It's the right decision, but the funniest thing in the article was "AP’s reputation is paramount " which is a bit of joke.
 
Forgot to add you have to see the heavy manipulation of photographs that had to been done for newspaper prints in the past. Some of the faces were barely recognizable as humans after the contrast enhancements with black and white ink yet nobody complained now with PS nobody trust an image anymore despite the fact that heavy manipulation was the norm and not the exception. So although I consider it the right decision I am tending a bit to a maybe.
 
My feeling is that there's no issue here. The customer has rules, the freelance broke them. Perhaps the freelance will find this a useful learning experience.
 
Justly fired. The camera is a critical piece of info, those guys are getting paid to make videos by 3rd parties to the conflict.
 
^^ Agreed. Also, the notion of cleaning up any journalistic photo beyond toning, minimal dodging/burning, just rubs me the wrong way, precedent or not. You're capturing things as they are, as much as possible... There's so much subjectivity and potential for manipulation simply in where one points the lens and when one trips the shutter, that you really do have to draw a line.
 
Back in the day one would have simply cropped. Which is essentially what every photographer does when they frame a shot.
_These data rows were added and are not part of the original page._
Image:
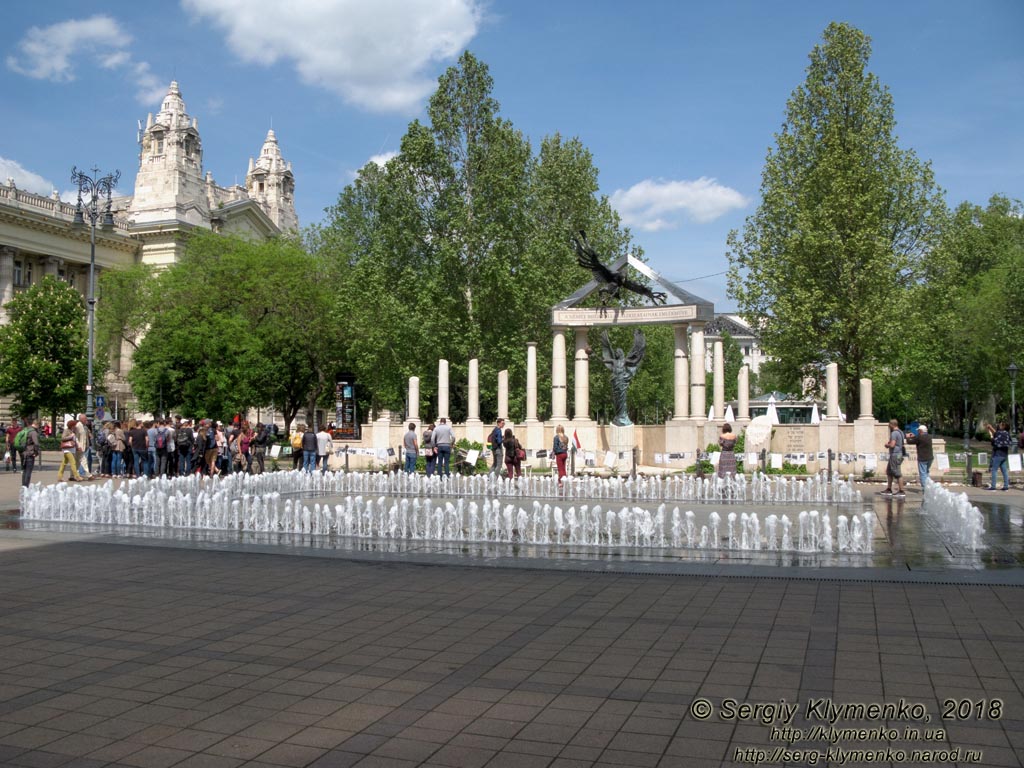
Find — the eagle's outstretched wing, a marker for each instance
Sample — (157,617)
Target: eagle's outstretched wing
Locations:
(588,259)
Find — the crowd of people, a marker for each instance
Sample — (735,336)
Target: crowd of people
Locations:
(162,448)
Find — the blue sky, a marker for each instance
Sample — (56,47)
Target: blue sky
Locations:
(678,101)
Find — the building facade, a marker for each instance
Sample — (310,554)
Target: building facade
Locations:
(172,196)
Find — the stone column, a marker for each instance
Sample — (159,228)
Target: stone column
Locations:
(503,394)
(743,384)
(866,407)
(681,404)
(442,389)
(558,404)
(697,373)
(719,381)
(530,381)
(832,390)
(473,410)
(474,427)
(581,378)
(6,279)
(414,397)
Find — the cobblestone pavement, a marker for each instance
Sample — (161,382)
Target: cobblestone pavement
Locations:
(119,654)
(122,655)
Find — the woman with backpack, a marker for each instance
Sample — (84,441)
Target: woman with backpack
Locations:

AP was probably paying the poor guy zilch to be in a freaking war so he edited his photo so he might sell it for a couple hundred bucks. He's between a rock and a hard place. Meanwhile the writers and editors slant the verbiage 180 degrees while tut-tutting about some minor photo's integrity. Sounds like BS to me.
 
I find it a little incredible that the photographer wasn't aware of what kind of fuss this type of thing causes these days.
 
More than all the above, it seems to me to be an issue of drawing the line. If they allowed this modification (and that is what it is), the next guy takes a little more leeway and pretty soon you have photoshop creations as news photos.
 
what if he had been a few inches to the left so as to not frame the camera?

that doesnt change the reality of the camera being there, but now it has been ommitted because the photographer was sitting in a different spot rather than photoshop.

the AP can do whatever they want here I just am failing to see this as like, that distinct from selectively framing an image on the spot but that's just me.
 
Agreed. I suppose they have policies on cropping as well. It takes away one concern about 'the truth' at least at the physical picture level. This said, there are many other issues to be concerned about. The 'napalm girl' and 'the police general shooting a man in the head' are good examples.
 
The problem is that audiences are more cynical than ever about imagery as source of information through an increased awareness of manipulation in this day and age of stylized commercial ad photography and CGI in movies. If captured scenes in our news sources would go that route of 'aesthetic optimization', they'd lose all reporting value really. Zero tolerance by the agencies is the right way to maintain photography's value in a democracy and its journalism.